Der Lockdown hat uns gezwungen, „Mythos Puch VII“ zu adaptieren. Die österreichweiten Oldtimertage (25. und 26. April 2020) wurden abgesagt. Wir halten unseren Termin allerdings, nehmen nun kleine Objekte, gehen vorerst hinter Glas, erzählen eine eigene Geschichte. Erst ein kleiner Überblick.

Vor etwas mehr als hundert Jahren waren Automobile eine horrend teure technische Innovation. Zu der Zeit hatten allerdings kostspielige Fahrräder in der Form des sogenannten Niederrades (Safety) schon eine soziale Revolution eingeleitet.

Die Puch Voiturette von 1906

Auf dem oben gezeigten Oldtimer-Häferl sieht man die rare Puch Voiturette von 1906, wie sie in Graz gebaut wurde. Das waren damals allerweil noch Kleinserien mit nur wenigen Einheiten. In den 1920er Jahren verfügte Österreich über eine hochkarätige Automobilindustrie und begann mit der Massenfertigung.

Die lieferte allerdings nach wie vor eher bescheidene Stückzahlen, wenn man dagegen die Produktion in Deutschland, England oder Frankreich betrachtet. Das lag sehr wesentlich an Problemen mit knappen Ressourcen und Devisen, adäquaten Netzwerken auf ausreichend großen Absatzmärkten etc.

Kleinwagen und Staatskarossen

Ich zeige in der ersten Station (Volksbank Gleisdorf) unter anderem eine Modell des 1938er Grand Mercedes-Benz 770 Convertible (W 150). Das Spitzenmodell als Cabriolet kostete damals umgerechnet etwa 204.900,- Euro. Eine für Menschen meiner Herkunft annähernd unvorstellbare Summe.

Ich habe zum Vergleich den Austro-Daimler Bergmeister (ADR) danebengestellt, was zeigen soll, Österreich hatte in der Oberliga durchaus etwas zu bieten, auch wenn dieser Doppelphaeton an den Mercedes nicht ganz heranreicht.Dacht.

Die Mittelschicht stellte Ansprüche

Zum Vergleich sind dahinter ein gelbes Puchschammerl (die Cabriolimousine) und ein weißer 600er eingeparkt. Sie zeigen den Kontrast, in dem nach dem Zweiten Weltkrieg Automobile auch für breitere Kreise langsam erschwinglich wurden. Auf dem dritten Foto von links ein Topolino ein 600er und ein 500er (Cabriolimousine) vor einem G-Wagen.
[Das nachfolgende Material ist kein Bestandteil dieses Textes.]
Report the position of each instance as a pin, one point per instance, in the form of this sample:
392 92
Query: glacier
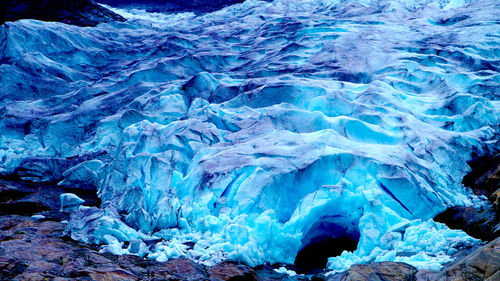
252 132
Meilensteine. Der Fiat 500 Topolino (links) sollte eigentlich für Arbeiter, die ihn bauten, auch erschwinglich sein, war es aber nicht. Bei uns wurde der Topolino (1936–1955) etwas für Geschäftsleute, für eine wirtschaftlich erfolgreiche Mittelschicht. Die Arbeiterschaft konnte da vorerst nicht mit.
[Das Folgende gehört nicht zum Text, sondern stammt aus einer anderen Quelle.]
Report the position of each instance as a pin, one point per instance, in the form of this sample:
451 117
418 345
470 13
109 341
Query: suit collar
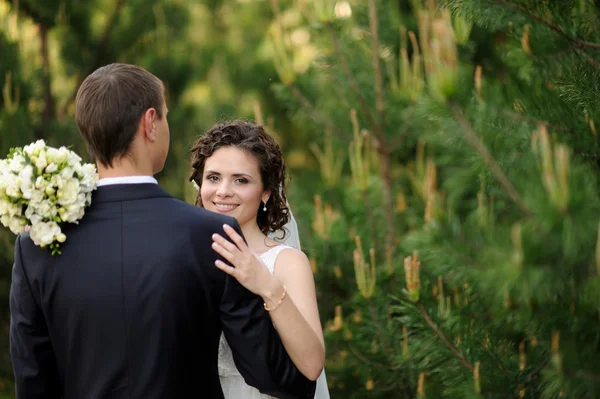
128 192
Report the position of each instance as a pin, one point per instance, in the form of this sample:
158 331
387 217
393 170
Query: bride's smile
232 185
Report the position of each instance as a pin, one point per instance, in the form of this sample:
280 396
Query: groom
134 306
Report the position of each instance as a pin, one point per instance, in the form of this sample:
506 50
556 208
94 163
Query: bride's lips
225 207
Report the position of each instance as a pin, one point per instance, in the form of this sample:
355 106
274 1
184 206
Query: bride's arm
296 318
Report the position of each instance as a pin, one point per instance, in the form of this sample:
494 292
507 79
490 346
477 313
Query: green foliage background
456 139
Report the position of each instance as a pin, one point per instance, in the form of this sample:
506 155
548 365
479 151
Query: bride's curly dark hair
256 141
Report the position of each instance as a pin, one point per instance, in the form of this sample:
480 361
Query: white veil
292 239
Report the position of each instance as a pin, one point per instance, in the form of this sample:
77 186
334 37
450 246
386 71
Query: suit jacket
134 307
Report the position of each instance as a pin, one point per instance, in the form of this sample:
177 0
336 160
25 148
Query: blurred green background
443 158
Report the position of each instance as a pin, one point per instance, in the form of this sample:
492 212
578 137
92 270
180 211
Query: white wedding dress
232 383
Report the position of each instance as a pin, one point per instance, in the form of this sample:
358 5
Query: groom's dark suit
134 307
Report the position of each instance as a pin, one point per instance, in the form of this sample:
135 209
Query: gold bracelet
268 309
Das Puch-Schammerl in 1:18

Hinter dem Trio sehen Sie ein Modell der G-Klasse, bei uns vor allem als Puch G populär. Der kam 1979 als Nutzfahrzeug auf den Markt, wird also seit 40 Jahren gebaut. Der G-Wagen war aber konzeptionell von Haus aus auch an Privatkundschaft adressiert. Dieses Konzept ging auf.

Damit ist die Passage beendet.